Pinecone Tackles Threat Detection, 'Extreme Classification' with New Vector Database
Pinecone Systems is demonstrating how vector databases in the cloud offer a fast and scalable way to develop critical business capabilities, powered by machine learning, such as IT threat detection and the complex classifications and recommendations of big data.
Pinecone has released templates to help developers and technical teams build and deploy applications that address four common scenarios with the scale and performance advantages of a vector database. And Pinecone is providing a benchmark guide that can be used to assess the vector database’s performance using an organization’s own data sets.
The use cases are an important step forward because vector databases are relatively new in the world of cloud databases. A vector database stores, searches, and retrieves vectors, which are long strings of numbers representing documents, images, and other data types used in machine learning applications. They can be used for recommendations, personalization, image search, and more.
Pinecone’s vector database, which is in beta availability, provides similarity search as a service on AWS and Google Cloud. Pinecone has published templates to help users get started with four scenarios:
IT threat detection. Pinecone shows how to build a network intrusion detector using deep learning and similarity search. By checking the similarity of incoming threats with known attacks, the database is able to detect “rare” events that may represent a potential threat.
Semantic text search. Pinecone outlines how to create a semantic text search capability for online news articles using short, simple queries. To do it, vector representations of the articles are stored in the database index.
Extreme classification. The idea is to label new items automatically when the number of possible labels is “enormous” or extreme, such as matching web content to relevant advertisements. In the example provided, 250,000 labels are converted into vector embeddings.
Video recommendations. The challenge here is to provide movie recommendations based on similar user ratings (on a scale of 1 to 5), but it is complicated by the fact that the ratings are sparse relative to all movies and biased because the user ratings are distributed differently. The solution involves a dataset of movie recommendations, deep learning models for both movies and users, and a deep ranking model to score user/movie pairings for improved relevance of recommendations.
Billions of vectors
In addition to those use cases, Pinecone has introduced a benchmarking guide for testing performance and accuracy against its similarity search using an organization’s own data. The tutorial addresses how to measure indexing runtime, query runtime, and other metrics, for both exact and approximated searches.
And finally, Pinecone is providing early access to an upcoming capability called Managed FAISS. An acronym for Facebook AI Similarity Search, FAISS is a library that developers use to search for embeddings of multimedia documents that are similar. With FAISS as a managed cloud service, Pinecone aims to scale to billions of vectors without the operational complexity of a self-hosted approach.
Bigger, better, faster
The application templates and other new developments are signs that Pinecone’s vector database is maturing, and they are prerequisites for Pinecone’s general availability as a cloud service.

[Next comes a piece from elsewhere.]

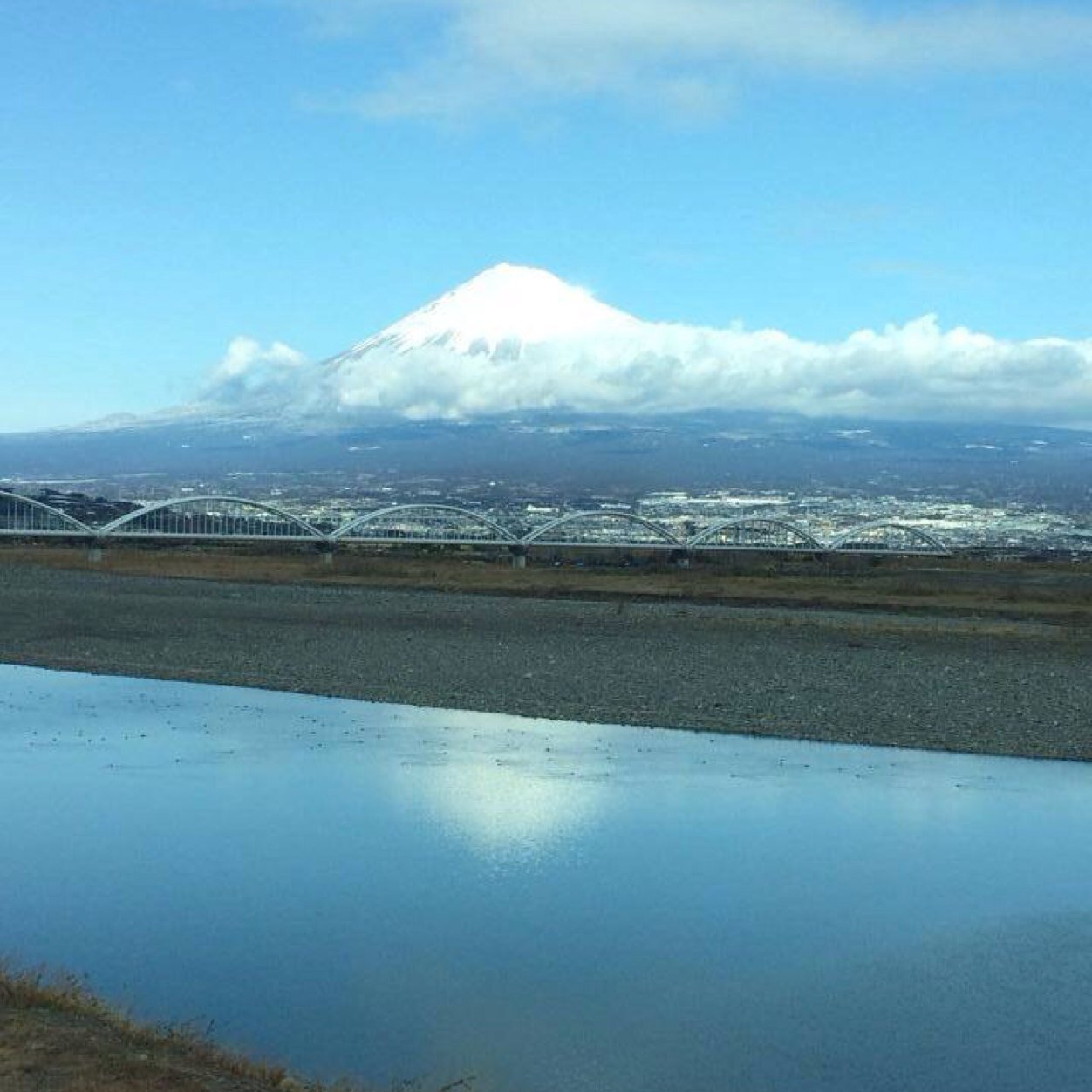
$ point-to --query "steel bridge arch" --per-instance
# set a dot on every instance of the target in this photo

When I talked to Pinecone founder and CEO Edo Liberty recently, he said the company is focused on the “production readiness” of its platform. By the end of this year, he said, the Pinecone vector database will be “much more capable, bigger, better, faster, and easier to use.”
Listen to the podcast: Pinecone Systems CEO Edo Liberty: The Cloud Database Report Podcast
Pinecone, a startup, exited stealth mode in January with $10 million in seed funding from Wing Venture Capital, an early-stage investor in Snowflake. That has prompted comparisons to Snowflake’s cloud database platform model.
Liberty says businesspeople are interested in understanding how machine learning can be applied to meet their own business objectives. “They go to their chief scientist or CTO and say, ‘Why don’t we do that?’”
The new use cases and real-world benchmarks should help elevate those conversations from the arcane technical details of vector databases to business solutions and opportunities.